Dan is a founder of Harris Bricken, an international law firm with lawyers in Los Angeles, Portland, San Francisco, Seattle, China and Spain.

He primarily represents companies doing business in emerging market countries, having spent years building and maintaining a global, professional network.  His work has been as varied as securing the release of two improperly held helicopters in Papua New Guinea, setting up a legal framework to move slag from Canada to Poland’s interior, overseeing hundreds of litigation and arbitration matters in Korea, helping someone avoid terrorism charges in Japan, and seizing fish product in China to collect on a debt.

He was named as one of only three Washington State Amazing Lawyers in International Law, is AV rated by Martindale-Hubbell Law Directory (its highest rating), is rated 10.0 by AVVO.com (also its highest rating), and is a recognized SuperLawyer.

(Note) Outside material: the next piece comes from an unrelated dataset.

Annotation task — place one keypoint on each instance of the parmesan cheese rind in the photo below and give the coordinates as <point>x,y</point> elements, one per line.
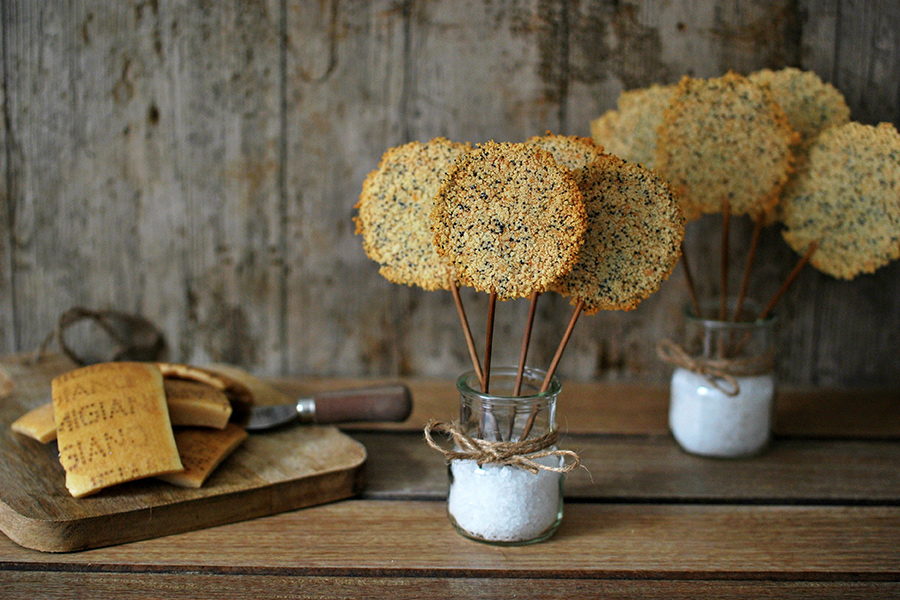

Dan is a frequent writer and public speaker on doing business in Asia and constantly travels between the United States and Asia. He most commonly speaks on China law issues and is the lead writer of the award winning China Law Blog. Forbes Magazine, Fortune Magazine, the Wall Street Journal, Investors Business Daily, Business Week, The National Law Journal, The Washington Post, The ABA Journal, The Economist, Newsweek, NPR, The New York Times and Inside Counsel have all interviewed Dan regarding various aspects of his international law practice.

Dan is licensed in Washington, Illinois, and Alaska.

In tandem with the international law team at his firm, Dan focuses on setting up/registering companies overseas (via WFOEs, Rep Offices or Joint Ventures), drafting international contracts (NDAs, OEM Agreements, licensing, distribution, etc.), protecting IP (trademarks, trade secrets, copyrights and patents), and overseeing M&A transactions.